Молодые люди колебались. После похорон они сникли. Однако не пропадать же впустую остатку дня, и без того безрадостного!
— Достанет ли у тебя смелости вернуться на Бири-Гранде? — спросил у друга Виргилий.
Пьер кивнул. Решено было вернуться в дом Тициана и немного покопаться там.
— Каннареджо и Кастелло — в разных концах города, — вздохнул Чезаре. — Ну не идти же пешком в этакую жару! — Он отер пот со лба и решительно сказал: — Наймем гондольера. Он высадит сначала вас, а потом и меня.
Им повезло: на набережной канала Францисканцев нашелся гондольер, готовый доставить их по назначению. В гондоле они устроились под навесом. Встав на корме, одна нога впереди, гондольер принялся грести. Вскоре от церкви виднелась уже одна колокольня. По сплетению каналов и каналетто, петляющих между сотней островов Светлейшей, по Сан-Стину, Сан-Поло, До-Торри они выбрались на Большой канал.
— Гондола асимметрична. Один из бортов — в две ладони длиннее другого… — начал дядя и продолжал во все время, пока длилось их плавание.
Канал Рождества, канал Милосердия, и вот уже воды лагуны напротив Каннареджо. Пьер и Виргилий слегка освоились в городе. На мосту над каналом Успения Пресвятой Богородицы они вышли. Бири-Гранде была в двух шагах. Как и накануне и два дня назад, город был пустынным и притихшим. Друзья молча вошли во внутренний двор особняка и застыли как громом пораженные: вся земля дворика усеяна различными предметами и разлетевшимися бумагами, дверь в дом — нараспашку, створки на окнах хлопают.
— Грабеж! — вскричал Виргилий и бросился в мастерскую.
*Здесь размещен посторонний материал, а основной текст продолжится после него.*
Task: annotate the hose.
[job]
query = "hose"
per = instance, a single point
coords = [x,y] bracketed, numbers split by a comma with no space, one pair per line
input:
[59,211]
Дверь туда тоже была распахнута. Сукно, закрывавшее
последний шедевр Тициана, сорвано. У подножия холста, под написанными на нем Христом, Марией, Никодимом и Магдалиной, валялся красный бант.
Глава 3
Виргилий поднял шелковый бант. От ленты исходил сладкий пряный запах, который не мог принадлежать мужчине.
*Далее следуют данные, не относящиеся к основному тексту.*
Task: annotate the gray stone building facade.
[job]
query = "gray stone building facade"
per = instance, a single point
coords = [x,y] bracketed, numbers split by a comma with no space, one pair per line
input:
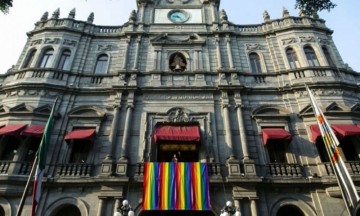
[179,63]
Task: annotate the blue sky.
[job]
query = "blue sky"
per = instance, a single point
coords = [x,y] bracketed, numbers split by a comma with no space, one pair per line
[344,20]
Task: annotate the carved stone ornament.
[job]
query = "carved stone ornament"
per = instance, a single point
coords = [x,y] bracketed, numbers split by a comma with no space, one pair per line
[36,42]
[52,41]
[254,46]
[179,115]
[289,41]
[107,47]
[307,38]
[69,42]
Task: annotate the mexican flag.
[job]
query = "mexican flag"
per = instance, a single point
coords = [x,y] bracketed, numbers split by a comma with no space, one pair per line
[41,160]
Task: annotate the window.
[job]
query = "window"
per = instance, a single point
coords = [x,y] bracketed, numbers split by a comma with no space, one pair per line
[292,58]
[64,60]
[29,59]
[328,57]
[47,59]
[311,56]
[101,64]
[255,63]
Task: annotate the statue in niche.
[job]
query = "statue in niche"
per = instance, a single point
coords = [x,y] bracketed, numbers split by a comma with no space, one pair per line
[178,63]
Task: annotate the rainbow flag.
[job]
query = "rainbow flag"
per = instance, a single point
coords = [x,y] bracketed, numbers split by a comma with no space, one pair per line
[176,186]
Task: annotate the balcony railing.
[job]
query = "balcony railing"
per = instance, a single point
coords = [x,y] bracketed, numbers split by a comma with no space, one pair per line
[74,170]
[283,170]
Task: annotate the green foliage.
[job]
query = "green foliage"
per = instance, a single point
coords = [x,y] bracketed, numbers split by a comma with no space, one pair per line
[5,5]
[310,7]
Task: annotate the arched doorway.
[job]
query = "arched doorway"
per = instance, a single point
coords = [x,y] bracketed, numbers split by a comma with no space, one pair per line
[289,210]
[2,211]
[67,211]
[176,213]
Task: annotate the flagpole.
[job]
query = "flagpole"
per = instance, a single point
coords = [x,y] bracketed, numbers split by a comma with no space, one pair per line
[346,185]
[23,198]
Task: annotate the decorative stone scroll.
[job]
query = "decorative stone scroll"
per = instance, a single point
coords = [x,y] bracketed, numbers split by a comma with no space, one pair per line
[254,46]
[307,39]
[289,41]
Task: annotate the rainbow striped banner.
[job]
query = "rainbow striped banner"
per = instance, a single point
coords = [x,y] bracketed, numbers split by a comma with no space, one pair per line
[176,186]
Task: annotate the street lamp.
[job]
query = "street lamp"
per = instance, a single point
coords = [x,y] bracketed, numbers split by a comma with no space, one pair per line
[230,210]
[124,210]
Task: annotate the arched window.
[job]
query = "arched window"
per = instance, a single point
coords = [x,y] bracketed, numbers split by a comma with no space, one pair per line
[311,56]
[255,63]
[64,60]
[29,59]
[101,64]
[328,57]
[292,58]
[47,58]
— Здесь побывала женщина! — воскликнул он, оглядев перевернутую вверх дном мастерскую. — А моя несравненная Флорина утверждает, что девочки аккуратнее мальчиков. Что, черт побери, забыла здесь эта синьора?
— Возможно, то же, что и мы, — буркнул Пьер.
Виргилий вздохнул. Он просунул вещественное доказательство — бант — в петлицу камзола, и получилось нечто вроде цветка. Затем стал наводить порядок в мастерской, собирая разлетевшиеся по полу бумаги. Пьер взялся ему помогать. Вскоре мастерская приобрела вполне пристойный вид. Подобранные с полу и уложенные на верстаке бумаги образовали стопу внушительных размеров. Виргилий с сомнением взглянул на нее, засучил рукава и принялся разбирать.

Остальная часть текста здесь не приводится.